Il dipendente non turnista che ha svolto una prestazione lavorativa nella giornata
di domenica, può chiedere alternativamente o il pagamento dello straordinario,
oppure la fruizione del solo riposo compensativo con conseguente riduzione
dell’orario settimanale di lavoro in misura corrispondente alle ore effettivamente
lavorate?
Tenuto conto dell’irrinunciabilità del diritto al riposo settimanale, che va comunque
garantito, per le ore di lavoro svolte nella giornata di domenica i lavoratori non
turnisti possono chiedere alternativamente o il pagamento dello straordinario, senza
riduzione del debito orario settimanale (36 ore), oppure la fruizione del solo riposo
compensativo con conseguente riduzione dell’orario settimanale di lavoro in misura
corrispondente alle ore effettivamente lavorate.

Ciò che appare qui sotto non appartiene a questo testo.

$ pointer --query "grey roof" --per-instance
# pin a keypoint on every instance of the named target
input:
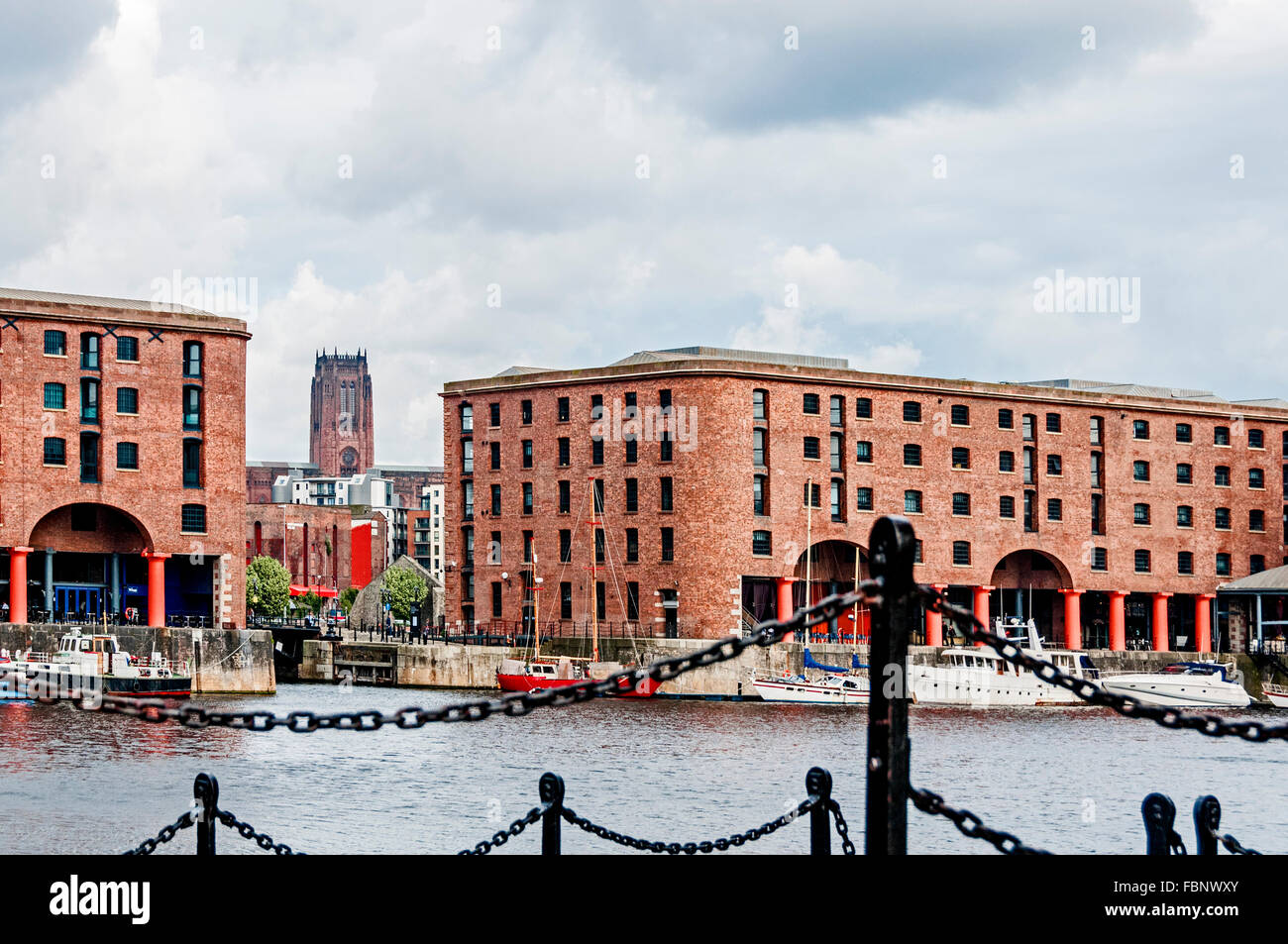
(1275, 581)
(702, 352)
(1128, 389)
(95, 300)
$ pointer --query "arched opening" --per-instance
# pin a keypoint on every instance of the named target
(1026, 584)
(832, 567)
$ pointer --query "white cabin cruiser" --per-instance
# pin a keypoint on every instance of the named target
(1184, 685)
(979, 678)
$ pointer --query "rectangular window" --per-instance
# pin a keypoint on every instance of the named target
(192, 519)
(192, 464)
(192, 359)
(89, 352)
(55, 397)
(55, 451)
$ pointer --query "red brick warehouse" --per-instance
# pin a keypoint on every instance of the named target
(123, 443)
(1108, 513)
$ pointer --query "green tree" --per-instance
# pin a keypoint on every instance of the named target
(268, 586)
(404, 587)
(347, 596)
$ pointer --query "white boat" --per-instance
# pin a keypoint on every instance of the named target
(1275, 694)
(979, 678)
(829, 689)
(1184, 685)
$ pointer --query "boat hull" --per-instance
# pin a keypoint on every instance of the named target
(807, 693)
(1181, 693)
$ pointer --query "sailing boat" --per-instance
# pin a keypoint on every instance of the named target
(514, 675)
(836, 685)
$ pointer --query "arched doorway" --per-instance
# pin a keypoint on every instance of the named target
(88, 562)
(832, 567)
(1026, 584)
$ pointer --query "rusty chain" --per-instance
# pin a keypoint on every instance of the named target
(1212, 725)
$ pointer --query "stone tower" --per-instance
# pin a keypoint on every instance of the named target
(342, 433)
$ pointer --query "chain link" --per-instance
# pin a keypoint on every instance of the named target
(969, 824)
(500, 839)
(166, 833)
(514, 704)
(248, 832)
(1212, 725)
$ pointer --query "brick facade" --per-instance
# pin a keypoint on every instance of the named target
(134, 497)
(712, 474)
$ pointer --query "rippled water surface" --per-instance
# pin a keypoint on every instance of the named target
(1069, 780)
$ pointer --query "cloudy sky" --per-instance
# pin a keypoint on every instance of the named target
(876, 180)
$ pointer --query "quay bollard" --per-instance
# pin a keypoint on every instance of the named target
(1207, 820)
(550, 788)
(205, 788)
(818, 784)
(1159, 814)
(892, 556)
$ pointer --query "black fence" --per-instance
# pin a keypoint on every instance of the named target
(896, 603)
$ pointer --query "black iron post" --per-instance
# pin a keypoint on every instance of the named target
(205, 788)
(1207, 820)
(552, 794)
(818, 785)
(1159, 814)
(892, 549)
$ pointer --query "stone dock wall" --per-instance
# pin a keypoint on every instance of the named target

Al fine di una maggiore chiarezza espositiva si riportano i seguenti esempi pratici
(nota Ministero della Giustizia prot. n. 103/689/CD del 15/3/2008):
• se un dipendente lavora tre ore la domenica e non chiede il pagamento dello
straordinario, nella settimana successiva ha diritto ad un giorno di riposo sostitutivo
della domenica e dovrà effettuare altre trentatre ore di lavoro;
• se un dipendente lavora tre ore la domenica e ne chiede il pagamento come
straordinario, nella settimana successiva ha diritto ad un giorno di riposo sostitutivo
della domenica e dovrà effettuare trentasei ore di lavoro.
QUESITI:
art. 45 – Ferie
E’ possibile monetizzare le ferie non godute da parte di un dipendente perché
collocato in malattia fino alla data del pensionamento?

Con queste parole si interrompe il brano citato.